Nearly everyone has experienced the prototypical fear response: Imagine reading a book when you see a spider skittering along the wall. Suddenly, you’ll feel your heart racing, your breathing increase, dryness of your mouth, and your palms sweating. You probably won’t notice the dilation of your pupils or the change in liver activity and digestion. This sympathetic nervous system activity is downstream of being presented with a fearful stimulus. But upon closer inspection, it was no spider at all—just an errant piece of brown fuzz picked up by a draft. Within minutes, your body’s physiology returns back to normal.

This anecdote points out a few important features about the fear response. First, the onset of the fear response is quick, and so is the dissipation of the fear. Second, it is triggered by exposure to a perceived threat, regardless of whether the stimulus is a genuine threat or not (the overwhelming majority of spiders are clinically harmless to humans!). Third, the fear response is greatly modified by knowledge and experience—an entomologist would recognize that the spider is a harmless house spider and would, instead of fear, display curiosity, interest, boredom, or other emotions.

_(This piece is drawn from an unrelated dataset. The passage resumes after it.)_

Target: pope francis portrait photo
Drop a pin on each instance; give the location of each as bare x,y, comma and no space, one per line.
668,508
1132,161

On the other hand, someone who has been bitten by a dangerous spider and sent to the hospital when younger would have a much stronger physiological response.

Fear is likely the most evolutionarily ancient emotion, and is highly protective. When encountering a hungry mountain lion, faces displaying the traits of fear (enlarged eyes, flared nostrils, and a slightly open mouth accompanying a gasp) would signal to others nearby that a threat is nearby, which helps initiate heightened alertness and the appropriate fight-or-flight response.

Amygdala and Fear

Klüver-Bucy Syndrome

In 1939, two researchers named Heinrich Klüver and Paul Bucy described a unique set of emotional deficits in monkeys with bilateral temporal lobe removal, including removal of the, further providing evidence of the neuroanatomy of emotion. Most notably, the monkeys failed to display fear, including their facial expressions and vocalizations even in the face of life-threatening stimuli such as a large snake. Further, they also had decreased anger or aggression. They also display visual agnosia (the inability to recognize faces or objects visually), psychic blindness, hypersexuality, and hyperorality (an inappropriate fixation with using the mouth to interact with surroundings, such as licking or eating nonfoods). Collectively, these sets of symptoms are called Klüver-Bucy syndrome.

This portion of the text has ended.